The company’s main selling point is that the interest rate on its loans is lower than that of unsubsidised federal loans and private loans. The company offers a 5.99 per cent fixed interest rate, which is several basis points lower than unsubsidised Stafford loans, which carry an interest rate of 6.8 per cent. The subsidised Stafford loans are also expected to increase to 6.8 per cent on 1 July. Other forms of government loans can carry higher interest rates.

In addition to the low interest rate, the company’s other major sell is that it gets a large pool of alumni invested in the success of the students to whom they lend, Macklin says. Because the alumni have a financial incentive to see the student land a good job and continue to repay the loan, they are more willing to help. And because SoFi pools and distributes alumni money instead of having investors directly pick students to invest in, all alumni have an interest in students’ success, Macklin says. The company has worked to line up students with alumni investors who may be able help them with their careers, connect them to employers or potentially provide them with jobs.

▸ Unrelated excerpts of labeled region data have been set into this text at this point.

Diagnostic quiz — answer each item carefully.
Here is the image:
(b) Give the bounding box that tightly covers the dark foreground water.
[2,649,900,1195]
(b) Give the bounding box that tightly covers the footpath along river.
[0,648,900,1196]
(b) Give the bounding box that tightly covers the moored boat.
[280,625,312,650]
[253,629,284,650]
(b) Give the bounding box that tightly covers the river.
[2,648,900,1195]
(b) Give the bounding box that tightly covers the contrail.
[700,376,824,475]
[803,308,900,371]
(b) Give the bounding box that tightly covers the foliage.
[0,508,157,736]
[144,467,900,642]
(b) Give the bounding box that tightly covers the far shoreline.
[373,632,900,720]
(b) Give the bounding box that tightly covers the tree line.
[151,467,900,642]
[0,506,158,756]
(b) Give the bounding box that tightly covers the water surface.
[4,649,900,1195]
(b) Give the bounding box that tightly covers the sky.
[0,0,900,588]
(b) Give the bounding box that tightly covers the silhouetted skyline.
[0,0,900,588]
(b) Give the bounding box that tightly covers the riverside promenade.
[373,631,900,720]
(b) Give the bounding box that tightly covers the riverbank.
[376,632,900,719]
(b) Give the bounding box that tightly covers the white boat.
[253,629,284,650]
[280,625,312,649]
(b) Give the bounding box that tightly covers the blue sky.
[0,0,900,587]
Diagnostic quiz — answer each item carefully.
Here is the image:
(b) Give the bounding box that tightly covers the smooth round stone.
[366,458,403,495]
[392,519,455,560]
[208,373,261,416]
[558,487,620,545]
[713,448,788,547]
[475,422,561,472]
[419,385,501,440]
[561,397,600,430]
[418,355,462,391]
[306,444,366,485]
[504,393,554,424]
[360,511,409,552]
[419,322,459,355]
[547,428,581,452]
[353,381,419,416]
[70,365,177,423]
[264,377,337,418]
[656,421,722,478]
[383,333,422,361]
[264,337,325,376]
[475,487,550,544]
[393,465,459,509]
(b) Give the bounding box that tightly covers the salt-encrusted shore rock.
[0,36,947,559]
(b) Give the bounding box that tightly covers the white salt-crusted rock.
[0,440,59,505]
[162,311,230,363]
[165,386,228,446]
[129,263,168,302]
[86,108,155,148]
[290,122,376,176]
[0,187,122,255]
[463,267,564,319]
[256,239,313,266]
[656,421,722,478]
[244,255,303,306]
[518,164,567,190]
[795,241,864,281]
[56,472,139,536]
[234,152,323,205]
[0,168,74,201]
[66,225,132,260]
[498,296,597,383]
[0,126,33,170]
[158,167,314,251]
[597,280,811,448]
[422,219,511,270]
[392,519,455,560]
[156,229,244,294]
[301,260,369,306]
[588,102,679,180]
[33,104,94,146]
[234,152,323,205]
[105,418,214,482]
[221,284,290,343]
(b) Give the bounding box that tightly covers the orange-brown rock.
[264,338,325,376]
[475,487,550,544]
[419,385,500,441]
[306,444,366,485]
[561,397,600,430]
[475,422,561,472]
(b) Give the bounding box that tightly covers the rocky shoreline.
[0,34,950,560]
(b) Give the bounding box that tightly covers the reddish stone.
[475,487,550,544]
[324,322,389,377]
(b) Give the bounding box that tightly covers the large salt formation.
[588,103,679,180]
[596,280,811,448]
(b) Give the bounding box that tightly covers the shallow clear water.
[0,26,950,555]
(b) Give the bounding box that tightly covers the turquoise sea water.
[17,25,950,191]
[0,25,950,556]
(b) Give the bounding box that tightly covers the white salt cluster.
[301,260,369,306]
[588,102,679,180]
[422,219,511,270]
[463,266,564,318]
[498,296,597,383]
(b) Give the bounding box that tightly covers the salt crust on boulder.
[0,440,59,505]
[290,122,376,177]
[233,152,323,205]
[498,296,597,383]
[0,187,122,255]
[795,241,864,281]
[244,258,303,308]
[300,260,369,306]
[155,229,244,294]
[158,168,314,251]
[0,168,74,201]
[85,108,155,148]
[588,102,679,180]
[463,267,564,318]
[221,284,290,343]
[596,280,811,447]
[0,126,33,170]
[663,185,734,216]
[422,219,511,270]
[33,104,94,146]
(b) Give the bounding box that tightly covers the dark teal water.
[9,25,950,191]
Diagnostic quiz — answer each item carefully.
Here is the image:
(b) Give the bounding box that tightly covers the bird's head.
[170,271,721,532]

Benjamin Kessler, a Stanford business school student, says those factors were the main reason why he chose to take out a loan through SoFi rather than a private lender for the second year of his MBA programme. In his first year, he took out a combination of federal loans and a private loan from Citibank. In his second year, he replaced the Citibank loan with one from SoFi.

“The fixed rate was helpful for me, but it was really the opportunity to interact and be paired up with investors in SoFi who were also Stanford alumni that was really appealing,” Kessler says. “When you’re accessing your financing from a commercial bank, it’s very different from when you get to see the faces of the people you’re lending to, and vice versa.”

Kessler, who will graduate in June, hopes to take over a company in the Midwest. He says staff at SoFi have begun connecting him with alumni in the area who can provide him with advice on how to do so. Because the experience has been so good, he plans to invest in SoFi when he gets out of school, he says.

While the connections are mostly done through the SoFi staff at the moment, Macklin says the company hopes to build other tools that promote communication between investors and students and graduates, such as a social network.

Consumer protection groups urged students interested in getting loans through SoFi or other private lenders to seriously consider the benefits that come with federal loans, which carry several deferment options and protections that are not available through most private loans. “Given that federal loans are widely available and come with so many repayment options and borrower protections, students should be cautious about any type of non-federal loan,” said Lauren Asher, president of the Institute for College Access and Success, a non-profit group that works on college affordability issues.

Macklin says that SoFi includes many of the same kinds of deferment options as federal loans, including a six-month grace period upon graduation, but notes that federal loans likely provide better benefits to students entering certain careers, such as the military and public service. He says SoFi hopes to set up a system through which graduates can appeal to alumni investors to waive payments on a case-by-base basis.